Members of Johannesburg’s metro police, without name tags, tried to prevent The New Age on Monday from photographing and documenting a raid by its members on street vendors operating illegally in the CBD.

The New Age was investigating the reality, and the hardships faced by street vendors trying to eke out a living on the mean streets of Johannesburg, following a brutal weekend raid called Operation Festive Season.

The raid was a joint operation involving the Metro police, the Tactical Response Team and members of the South African National Defence Force (SANDF) after the SAP requested back-up from the military.

Photographs taken at the weekend showed a number of vendors being humiliated and beaten up by soldiers, including one vendor who was repeatedly clubbed with the back of a R4 assault rifle.

Locked shops were forcibly broken into as soldiers and police smashed padlocks with crowbars and hammers, assisted by the firefighters using jaws-of-life.

Police spokesperson Supt Longelo Dlamini told The New Age the raid was aimed at transit crime and vendors and shopkeepers selling stolen clothing and goods.

While many of the vendors are illegal immigrants and the police have to control illegal activity, The New Age learned that many of the police are more interested in lining their own pockets than enforcing law and order.
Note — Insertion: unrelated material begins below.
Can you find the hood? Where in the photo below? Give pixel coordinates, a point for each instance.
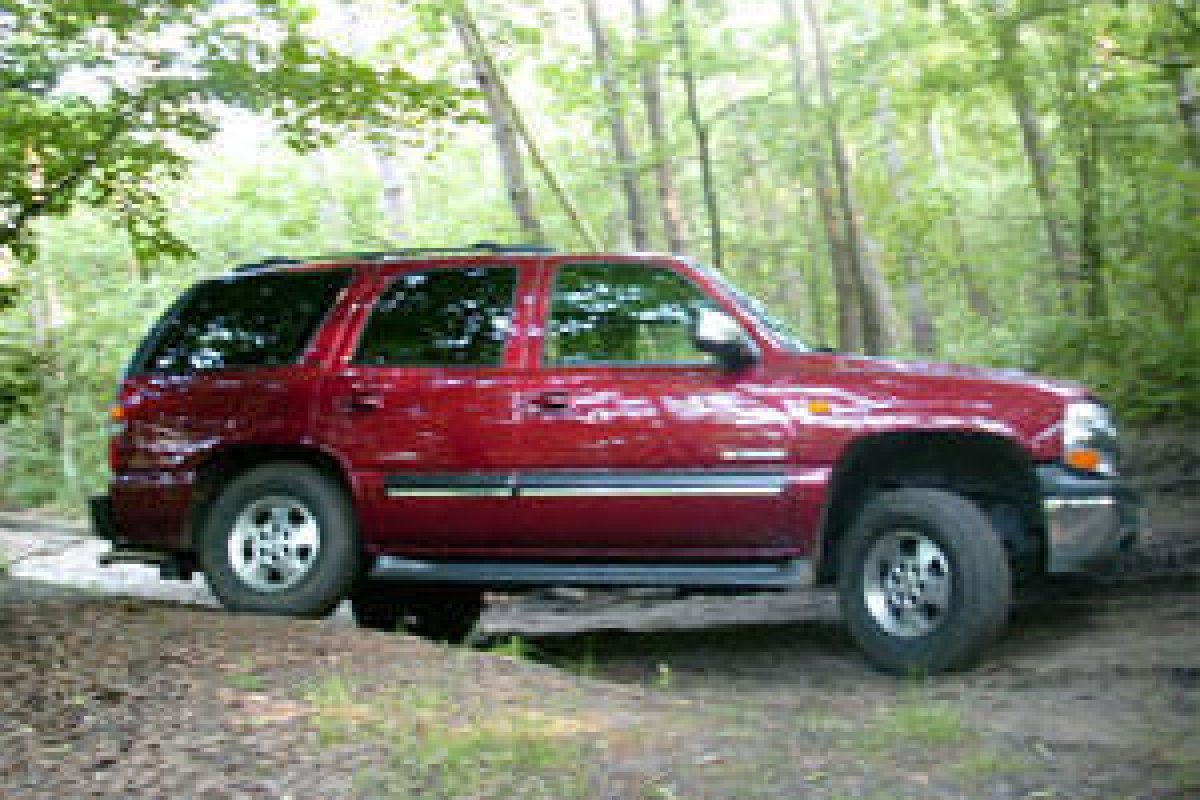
(1017, 379)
“They confiscate our goods and then we see the same goods being sold on the streets by other vendors,” said Laura Mancha (22) from Mozambique who relies on the R300-a-week she earns to support nine family members back home, all of whom are unemployed.

Metro Police spokesperson Wayne Minaar told The New Age that if the media was not interfering with police operation, the media had every right to take photos. Any complaints against the police could be laid through the police department’s internal affairs.